Optional. If NULL, assume non-paired data and performs outlier analysis on values in x along. If not NULL, either a numeric vector or character vector (e.g. class names) ordered in the same order as x indicating the pairing.

type

character(1). Matched. Either "parametric" or "nonparametric" to determine the type of outliers detection implementation.

...

Additional arguments passed to get_outliers().

Value

A tibble with columns x and y representing each numeric vector pair with statistical outliers removed.

outlier detection

There are 2 possible methods used to define an outlier measurement and the return value depends on which method is implemented:

  1. The non-parametric case (default): agnostic to the distribution.
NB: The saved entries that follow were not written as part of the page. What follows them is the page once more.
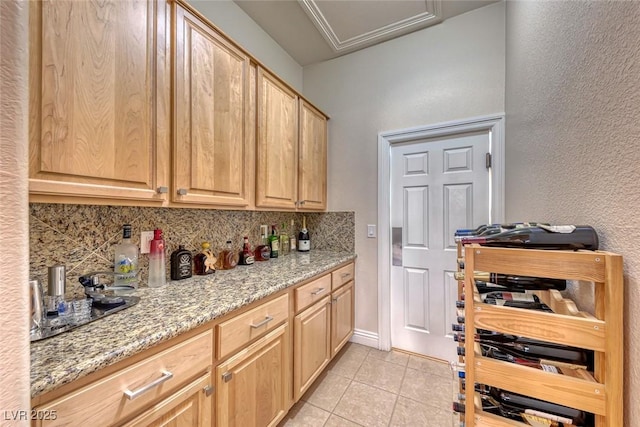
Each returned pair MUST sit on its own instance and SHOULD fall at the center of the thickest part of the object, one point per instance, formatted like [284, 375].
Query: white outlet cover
[371, 231]
[145, 241]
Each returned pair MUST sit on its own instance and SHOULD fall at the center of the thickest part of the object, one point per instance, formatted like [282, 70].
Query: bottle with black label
[304, 242]
[181, 264]
[246, 254]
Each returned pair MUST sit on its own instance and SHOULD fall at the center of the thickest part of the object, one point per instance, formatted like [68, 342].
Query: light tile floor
[366, 387]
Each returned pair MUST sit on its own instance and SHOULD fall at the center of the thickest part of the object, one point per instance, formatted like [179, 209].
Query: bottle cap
[57, 280]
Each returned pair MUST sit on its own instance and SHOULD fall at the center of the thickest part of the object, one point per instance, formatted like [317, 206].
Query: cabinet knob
[208, 390]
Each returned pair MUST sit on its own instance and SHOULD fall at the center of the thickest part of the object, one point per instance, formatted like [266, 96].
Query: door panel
[437, 186]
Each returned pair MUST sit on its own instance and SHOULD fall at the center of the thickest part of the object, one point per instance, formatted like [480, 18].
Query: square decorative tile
[390, 356]
[348, 360]
[305, 415]
[431, 366]
[427, 388]
[410, 413]
[381, 374]
[336, 421]
[366, 405]
[327, 391]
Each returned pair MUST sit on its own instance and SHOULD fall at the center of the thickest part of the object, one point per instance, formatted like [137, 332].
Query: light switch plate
[371, 231]
[145, 241]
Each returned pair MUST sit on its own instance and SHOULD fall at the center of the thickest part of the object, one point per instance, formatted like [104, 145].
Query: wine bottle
[515, 282]
[157, 267]
[181, 264]
[228, 258]
[246, 255]
[513, 405]
[304, 242]
[293, 241]
[285, 243]
[204, 261]
[126, 260]
[515, 300]
[541, 237]
[274, 242]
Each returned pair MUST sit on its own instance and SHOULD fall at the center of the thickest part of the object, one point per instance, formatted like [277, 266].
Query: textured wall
[573, 135]
[14, 350]
[453, 70]
[83, 237]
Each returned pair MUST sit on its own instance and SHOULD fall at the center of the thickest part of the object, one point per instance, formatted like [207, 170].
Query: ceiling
[316, 30]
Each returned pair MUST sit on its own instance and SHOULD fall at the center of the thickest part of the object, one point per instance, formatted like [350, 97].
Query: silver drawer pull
[166, 376]
[264, 322]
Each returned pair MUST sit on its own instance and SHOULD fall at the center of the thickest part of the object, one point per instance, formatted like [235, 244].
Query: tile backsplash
[83, 237]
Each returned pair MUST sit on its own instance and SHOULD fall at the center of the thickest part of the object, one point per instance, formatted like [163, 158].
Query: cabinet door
[311, 345]
[98, 94]
[312, 183]
[212, 152]
[253, 387]
[191, 406]
[342, 317]
[277, 147]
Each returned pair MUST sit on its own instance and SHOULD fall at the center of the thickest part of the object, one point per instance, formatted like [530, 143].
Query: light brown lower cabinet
[311, 345]
[251, 387]
[192, 406]
[342, 317]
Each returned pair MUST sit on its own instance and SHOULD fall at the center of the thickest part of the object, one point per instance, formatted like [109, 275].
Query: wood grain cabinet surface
[190, 407]
[212, 147]
[342, 317]
[312, 183]
[98, 116]
[291, 171]
[121, 395]
[311, 345]
[253, 388]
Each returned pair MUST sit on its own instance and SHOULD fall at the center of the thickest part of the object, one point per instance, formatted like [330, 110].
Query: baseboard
[367, 338]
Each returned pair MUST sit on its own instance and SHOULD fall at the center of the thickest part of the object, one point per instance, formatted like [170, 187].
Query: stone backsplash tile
[83, 237]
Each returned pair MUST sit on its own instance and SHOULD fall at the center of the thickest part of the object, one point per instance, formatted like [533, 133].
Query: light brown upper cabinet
[312, 183]
[277, 147]
[98, 122]
[291, 149]
[213, 154]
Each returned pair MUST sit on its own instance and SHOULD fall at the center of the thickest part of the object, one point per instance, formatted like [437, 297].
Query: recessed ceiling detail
[375, 22]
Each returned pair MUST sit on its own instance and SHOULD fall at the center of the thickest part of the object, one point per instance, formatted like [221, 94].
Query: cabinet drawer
[342, 276]
[238, 331]
[312, 292]
[113, 398]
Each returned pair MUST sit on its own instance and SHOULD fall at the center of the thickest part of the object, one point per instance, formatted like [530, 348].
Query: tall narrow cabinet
[99, 90]
[212, 146]
[599, 392]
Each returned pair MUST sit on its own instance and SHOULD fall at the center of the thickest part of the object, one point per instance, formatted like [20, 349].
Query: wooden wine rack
[599, 392]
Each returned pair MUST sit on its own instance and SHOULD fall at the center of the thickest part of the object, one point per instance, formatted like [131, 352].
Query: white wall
[236, 24]
[453, 70]
[14, 244]
[573, 134]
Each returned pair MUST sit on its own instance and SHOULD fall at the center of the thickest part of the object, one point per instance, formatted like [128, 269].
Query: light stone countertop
[166, 312]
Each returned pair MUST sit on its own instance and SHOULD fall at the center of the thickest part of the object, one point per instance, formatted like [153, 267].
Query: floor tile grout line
[395, 404]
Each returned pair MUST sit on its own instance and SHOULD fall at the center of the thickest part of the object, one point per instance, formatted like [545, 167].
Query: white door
[437, 186]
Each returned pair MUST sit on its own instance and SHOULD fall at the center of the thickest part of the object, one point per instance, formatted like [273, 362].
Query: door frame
[494, 124]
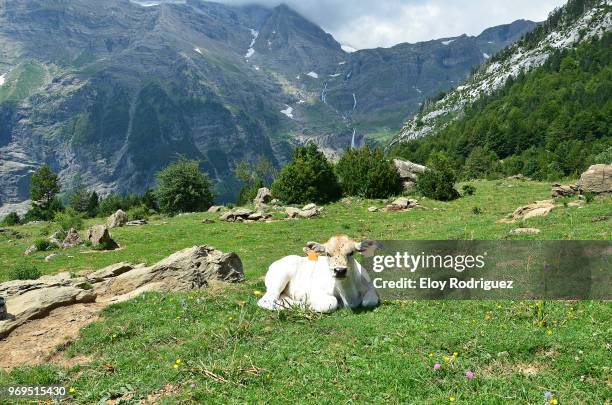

Outlier measurements are defined as falling outside mad_crit * mad from the median and a specified number of fold-changes from the median (i.e. fold_crit; e.g. \(5x\)).
    Note: n_sigma is ignored.

  2. The parametric case: the mean and standard deviation are calculated robustly via fit_gauss(). Outliers are defined as measurements falling outside +/- n_sigma * \(\sigma\) from the the estimated \(\mu\).
    Note: mad_crit and fold_crit are ignored.

See also

get_outliers()

Author

Stu Field

Examples

x <- withr::with_seed(101, rnorm(10, mean = 1000, sd = 2))
x <- c(x, 10000)          # create outlier (11L)
x1 <- remove_outliers(x)  # 'x' only; no 'y'
x1
#> # A tibble: 10 × 2
#>        x     y
#>    <dbl> <dbl>
#>  1  999.    NA
#>  2 1001.    NA
#>  3  999.    NA
#>  4 1000.    NA
#>  5 1001.    NA
#>  6 1002.    NA
#>  7 1001.    NA
#>  8 1000.    NA
#>  9 1002.    NA
#> 10 1000.    NA

y  <- head(LETTERS, length(x))   # paired 'x' and 'y'
x2 <- remove_outliers(x, y)       # final row removed
x2
#> # A tibble: 10 × 2
#>        x y    
#>    <dbl> <chr>
#>  1  999. A    
#>  2 1001. B    
#>  3  999. C    
#>  4 1000. D    
#>  5 1001. E    
#>  6 1002. F    
#>  7 1001. G    
#>  8 1000. H    
#>  9 1002. I    
#> 10 1000. J